In search of power, dominance, and success, Curtis eventually found himself in the company of one of Chicago’s most respected gangsters since Al Capone – the unrivaled Jeff Fort, leader of the Blackstone Rangers (also known as EL Rukns). Curtis joined the organization, and quickly rose to a position of leadership. Curtis’s history and street reputation connected him to Father Michael Pfleger of St. Sabinas Catholic church. Together, they founded the Peace League, and Curtis was able to transfer his prior experience as a gang leader into negotiating ceasefires among rival gangs. Curtis skillfully executed peace treaties in the summertime when the violence always reached its peak.
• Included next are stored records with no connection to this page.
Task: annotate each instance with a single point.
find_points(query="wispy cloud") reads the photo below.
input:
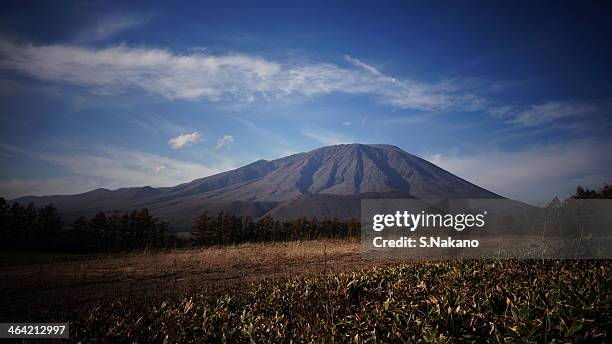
(112, 24)
(535, 174)
(224, 141)
(543, 113)
(327, 137)
(235, 77)
(548, 112)
(185, 140)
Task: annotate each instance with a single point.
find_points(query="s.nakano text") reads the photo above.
(412, 221)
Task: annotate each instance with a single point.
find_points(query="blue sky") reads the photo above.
(514, 97)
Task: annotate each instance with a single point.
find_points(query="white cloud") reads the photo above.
(234, 77)
(548, 112)
(111, 25)
(536, 174)
(327, 137)
(185, 140)
(551, 111)
(225, 140)
(361, 64)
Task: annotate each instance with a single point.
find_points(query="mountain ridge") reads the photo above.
(339, 173)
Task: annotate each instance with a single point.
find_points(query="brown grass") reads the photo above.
(150, 276)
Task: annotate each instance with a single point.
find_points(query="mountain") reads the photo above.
(326, 182)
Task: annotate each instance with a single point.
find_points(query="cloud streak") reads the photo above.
(327, 137)
(185, 140)
(544, 113)
(224, 141)
(113, 24)
(232, 77)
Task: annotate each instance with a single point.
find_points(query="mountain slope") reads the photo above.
(326, 182)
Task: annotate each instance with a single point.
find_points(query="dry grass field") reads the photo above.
(31, 291)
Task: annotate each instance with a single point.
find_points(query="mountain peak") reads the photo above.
(317, 182)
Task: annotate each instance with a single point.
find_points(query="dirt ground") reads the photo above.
(34, 290)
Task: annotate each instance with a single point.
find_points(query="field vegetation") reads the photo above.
(426, 302)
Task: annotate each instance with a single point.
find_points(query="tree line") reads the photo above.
(32, 228)
(224, 228)
(28, 223)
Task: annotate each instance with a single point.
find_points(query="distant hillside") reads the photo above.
(327, 182)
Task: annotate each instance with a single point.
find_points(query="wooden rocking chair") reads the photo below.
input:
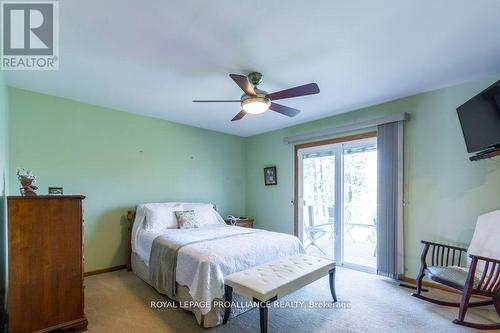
(482, 278)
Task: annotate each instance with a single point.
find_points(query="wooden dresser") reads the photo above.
(45, 242)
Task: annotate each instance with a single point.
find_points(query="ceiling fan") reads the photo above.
(257, 101)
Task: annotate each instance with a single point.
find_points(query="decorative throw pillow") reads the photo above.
(187, 219)
(159, 218)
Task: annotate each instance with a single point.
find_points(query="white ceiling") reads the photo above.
(153, 57)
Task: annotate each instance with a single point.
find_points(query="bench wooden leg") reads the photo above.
(263, 308)
(331, 274)
(228, 295)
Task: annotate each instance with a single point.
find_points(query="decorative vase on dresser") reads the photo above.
(45, 265)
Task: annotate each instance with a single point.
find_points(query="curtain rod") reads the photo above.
(346, 128)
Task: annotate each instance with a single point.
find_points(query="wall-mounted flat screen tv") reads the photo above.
(480, 119)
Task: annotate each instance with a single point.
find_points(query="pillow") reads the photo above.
(187, 219)
(160, 217)
(205, 213)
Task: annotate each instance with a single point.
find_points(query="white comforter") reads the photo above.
(202, 266)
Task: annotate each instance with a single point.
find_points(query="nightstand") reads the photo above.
(248, 223)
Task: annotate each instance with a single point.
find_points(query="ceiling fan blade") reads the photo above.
(285, 110)
(242, 81)
(306, 89)
(240, 115)
(215, 100)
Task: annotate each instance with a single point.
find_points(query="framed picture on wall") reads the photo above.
(270, 176)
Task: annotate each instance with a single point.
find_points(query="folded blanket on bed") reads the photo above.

As providence would have it to be, pain met purpose, and Curtis’s destiny became realized. Curtis bridged rival gangs together through basketball to create a compelling space for healing and redemption. Curtis became the spokesperson for Father Michael’s organization, and slowly, his life began to heal.

Faith, courage, and perseverance played a pivotal role in Curtis’s 180 – degree turn in life, and soon the entertainment industry took notice. His expertise around gang-mediation began to spread rapidly. Curtis’s natural ability for strategic thinking, leadership, and mediation placed him in high demand with film-makers, entertainers, politicians, and the 44th President of the United States – President Barak Obama. Curtis’s incredible resume includes a guest appearance on The Daily Show with Trevor Noah, consulting work on Spike Lee’s film, Chi-raq, and advising Lena Waithe and entertainer/activist Common for the Showtime television series The Chi.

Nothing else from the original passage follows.